Telescopic Teamwork
It took a large and talented team from several organizations to conduct such an immense simulation.
“Few people in the world are skilled enough to run these simulations,” said Alina Kiessling, a research scientist at NASA’s Jet Propulsion Laboratory (JPL) in Southern California and the principal investigator of OpenUniverse. “This massive undertaking was only possible thanks to the collaboration between the DOE, Argonne, SLAC, and NASA, which pulled all the right resources and experts together.”
And the project will ramp up further once Roman and Rubin begin observing the universe.
“We’ll use the observations to make our simulations even more accurate,” Kiessling said. “This will give us greater insight into the evolution of the universe over time and help us better understand the cosmology that ultimately shaped the universe.”
The Roman and Rubin simulations cover the same patch of the sky, totaling about 0.08 square degrees (roughly equivalent to a third of the area of sky covered by a full Moon). The full simulation to be released later this year will span 70 square degrees, about the sky area covered by 350 full Moons.

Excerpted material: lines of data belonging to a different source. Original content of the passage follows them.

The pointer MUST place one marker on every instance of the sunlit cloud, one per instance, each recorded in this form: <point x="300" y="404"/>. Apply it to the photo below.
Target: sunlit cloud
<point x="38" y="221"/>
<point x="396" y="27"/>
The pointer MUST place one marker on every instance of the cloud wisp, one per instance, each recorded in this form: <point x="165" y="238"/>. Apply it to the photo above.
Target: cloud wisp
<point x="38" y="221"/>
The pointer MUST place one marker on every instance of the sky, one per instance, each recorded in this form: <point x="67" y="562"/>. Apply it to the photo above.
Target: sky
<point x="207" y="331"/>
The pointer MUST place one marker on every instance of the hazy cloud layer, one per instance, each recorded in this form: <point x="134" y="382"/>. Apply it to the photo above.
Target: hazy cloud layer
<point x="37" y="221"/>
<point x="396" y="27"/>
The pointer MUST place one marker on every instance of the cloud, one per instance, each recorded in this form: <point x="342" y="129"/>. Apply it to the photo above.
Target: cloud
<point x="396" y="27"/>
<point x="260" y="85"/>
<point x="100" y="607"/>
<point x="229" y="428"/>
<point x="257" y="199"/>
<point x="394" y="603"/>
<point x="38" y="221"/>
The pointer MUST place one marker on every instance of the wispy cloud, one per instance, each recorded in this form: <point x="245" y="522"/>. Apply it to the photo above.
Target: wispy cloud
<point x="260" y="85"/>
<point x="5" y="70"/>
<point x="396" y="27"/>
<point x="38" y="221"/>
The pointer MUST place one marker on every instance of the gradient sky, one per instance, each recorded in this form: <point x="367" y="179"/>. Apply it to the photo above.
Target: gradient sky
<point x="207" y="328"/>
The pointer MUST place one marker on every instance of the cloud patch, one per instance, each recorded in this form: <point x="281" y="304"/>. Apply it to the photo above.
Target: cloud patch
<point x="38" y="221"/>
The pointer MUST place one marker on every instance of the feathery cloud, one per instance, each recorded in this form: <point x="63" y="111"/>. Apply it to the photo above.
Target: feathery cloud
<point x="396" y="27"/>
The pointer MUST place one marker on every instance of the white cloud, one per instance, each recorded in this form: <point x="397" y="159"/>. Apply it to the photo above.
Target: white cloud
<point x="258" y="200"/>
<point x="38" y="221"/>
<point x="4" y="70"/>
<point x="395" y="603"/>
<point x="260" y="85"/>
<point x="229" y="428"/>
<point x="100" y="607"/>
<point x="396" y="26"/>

Overlapping them lets scientists learn how to use the best aspects of each telescope –– Rubin’s broader view and Roman’s sharper, deeper vision. The combination will yield better constraints than researchers could glean from either observatory alone.
“Connecting the simulations like we’ve done lets us make comparisons and see how Roman’s space-based survey will help improve data from Rubin’s ground-based one,” Heitmann said. “We can explore ways to tease out multiple objects that blend together in Rubin’s images and apply those corrections over its broader coverage.”
Scientists can consider modifying each telescope’s observing plans or data processing pipelines to benefit the combined use of both.
“We made phenomenal strides in simplifying these pipelines and making them usable,” Kiessling said. A partnership with Caltech/IPAC’s IRSA (Infrared Science Archive) makes simulated data accessible now so when researchers access real data in the future, they’ll already be accustomed to the tools. “Now we want people to start working with the simulations to see what improvements we can make and prepare to use the future data as effectively as possible.”
OpenUniverse, along with other simulation tools being developed by Roman's Science Operations and Science Support centers, will prepare scientists for the large datasets expected from Roman. The project brings together dozens of experts from NASA's JPL, DOE’s Argonne, IPAC, and several U.S. universities to coordinate with the Roman Project Infrastructure Teams, SLAC, and the Rubin LSST DESC (Legacy Survey of Space and Time Dark Energy Science Collaboration). The Theta supercomputer was operated by the Argonne Leadership Computing Facility, a DOE Office of Science user facility.
The Nancy Grace Roman Space Telescope is managed at NASA’s Goddard Space Flight Center in Greenbelt, Maryland, with participation by NASA’s Jet Propulsion Laboratory and Caltech/IPAC in Southern California, the Space Telescope Science Institute in Baltimore, and a science team comprising scientists from various research institutions. The primary industrial partners are BAE Systems, Inc. in Boulder, Colorado; L3Harris Technologies in Rochester, New York; and Teledyne Scientific & Imaging in Thousand Oaks, California.
The Vera C. Rubin Observatory is a federal project jointly funded by the National Science Foundation and the DOE Office of Science, with early construction funding received from private donations through the LSST Discovery Alliance.